Multimodal Large Language Models (MLLMs) have made impressive progress, but they still struggle with geometric reasoning because fine-grained perception of geometric primitives and relations remains unreliable. Geoparsing addresses this bottleneck by introducing a unified formal language that covers both plane and solid geometry, together with GDP-29K, a large-scale dataset containing 20K plane and 9K solid geometry diagrams collected from diverse real-world sources. The training pipeline combines supervised fine-tuning with reinforcement learning via verifiable rewards so that generated parses satisfy both syntactic correctness and geometric consistency.
Beyond diagram parsing itself, the paper shows that these formal descriptions act as an effective cognitive scaffold for downstream reasoning, consistently improving multiple MLLMs on geometry benchmarks.
One representation covers plane geometry and solid geometry, from basic primitives to higher-order structures such as planes, prisms, pyramids, cones, cylinders, and frustums.
GDP-29K contains 28,882 labeled samples, including printed and handwritten plane geometry as well as the first large-scale solid geometry parsing subset.

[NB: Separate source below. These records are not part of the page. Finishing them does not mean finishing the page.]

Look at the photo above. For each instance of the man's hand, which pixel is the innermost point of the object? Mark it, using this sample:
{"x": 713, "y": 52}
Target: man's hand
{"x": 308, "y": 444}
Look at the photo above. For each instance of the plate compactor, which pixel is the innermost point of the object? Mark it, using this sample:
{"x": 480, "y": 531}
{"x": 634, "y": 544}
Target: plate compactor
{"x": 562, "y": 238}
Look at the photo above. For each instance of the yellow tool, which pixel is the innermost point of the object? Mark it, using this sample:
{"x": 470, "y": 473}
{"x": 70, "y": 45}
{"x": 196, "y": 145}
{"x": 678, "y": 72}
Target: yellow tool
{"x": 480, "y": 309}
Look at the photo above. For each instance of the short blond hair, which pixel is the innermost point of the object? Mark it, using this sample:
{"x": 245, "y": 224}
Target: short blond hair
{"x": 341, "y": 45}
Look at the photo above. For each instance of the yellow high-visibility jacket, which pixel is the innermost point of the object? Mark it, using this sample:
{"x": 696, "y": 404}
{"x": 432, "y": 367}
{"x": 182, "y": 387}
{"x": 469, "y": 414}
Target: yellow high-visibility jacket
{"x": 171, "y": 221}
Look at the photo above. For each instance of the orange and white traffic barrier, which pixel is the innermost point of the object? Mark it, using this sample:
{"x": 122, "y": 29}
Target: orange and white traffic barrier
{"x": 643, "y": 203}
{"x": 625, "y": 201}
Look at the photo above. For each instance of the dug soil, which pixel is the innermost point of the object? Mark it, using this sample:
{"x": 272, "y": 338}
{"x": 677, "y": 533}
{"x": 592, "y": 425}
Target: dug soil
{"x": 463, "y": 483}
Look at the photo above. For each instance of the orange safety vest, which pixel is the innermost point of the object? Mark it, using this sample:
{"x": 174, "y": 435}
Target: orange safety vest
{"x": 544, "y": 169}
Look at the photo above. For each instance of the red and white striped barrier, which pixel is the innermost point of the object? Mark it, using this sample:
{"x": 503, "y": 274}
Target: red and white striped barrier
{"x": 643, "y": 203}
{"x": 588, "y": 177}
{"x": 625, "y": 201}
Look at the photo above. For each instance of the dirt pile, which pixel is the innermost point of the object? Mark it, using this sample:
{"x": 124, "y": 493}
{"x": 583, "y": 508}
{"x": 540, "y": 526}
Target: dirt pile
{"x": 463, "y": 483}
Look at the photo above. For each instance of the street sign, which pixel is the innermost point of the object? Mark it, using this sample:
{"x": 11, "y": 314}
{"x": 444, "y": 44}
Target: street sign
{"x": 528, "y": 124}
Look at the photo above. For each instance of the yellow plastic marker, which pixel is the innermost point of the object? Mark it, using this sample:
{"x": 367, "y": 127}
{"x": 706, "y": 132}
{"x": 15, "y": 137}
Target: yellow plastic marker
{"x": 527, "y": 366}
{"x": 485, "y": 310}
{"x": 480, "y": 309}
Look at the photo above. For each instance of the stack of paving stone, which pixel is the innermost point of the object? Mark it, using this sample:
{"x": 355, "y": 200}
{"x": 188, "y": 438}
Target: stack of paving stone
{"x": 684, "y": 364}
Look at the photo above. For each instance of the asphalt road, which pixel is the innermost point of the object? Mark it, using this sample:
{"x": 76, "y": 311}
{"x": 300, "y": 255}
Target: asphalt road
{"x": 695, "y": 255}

The parser is first aligned with supervised fine-tuning and then refined using verifiable rewards that explicitly enforce format compliance and geometric validity.
GDP-29K is a large-scale benchmark for geometry diagram parsing, consisting of 28,882 annotated diagrams, including 19,965 plane geometry samples and 8,917 solid geometry samples. Beyond scale, the dataset emphasizes diversity in both visual style and geometric structure, with 5,516 handwritten diagrams included to better reflect realistic educational scenarios.
The dataset is built to unify plane and solid geometry under a shared formal language. Each sample is paired with structured annotations that capture geometric primitives and semantic constraints, enabling precise parsing and providing strong support for downstream multimodal geometry reasoning. Compared with earlier datasets, this benchmark is designed not only for larger scale but also for broader structural coverage. The solid subset fills a long-standing gap by providing formal annotations for 3D structures and spatial relations.
The model takes a geometry diagram and an instruction, then predicts a formal description sequence. The training process has two stages.
Category-level F1 does not guarantee that a full diagram is parsed correctly. The paper therefore also reports sample accuracy and perfect parsing rate, showing that Geoparsing is much more reliable at producing holistically correct formal descriptions.
In particular, GDP-4B-RL reaches 72.8% PPR on PGDP-2K and 70.9% PPR on SGDP-1K, which is stronger than general-purpose MLLMs.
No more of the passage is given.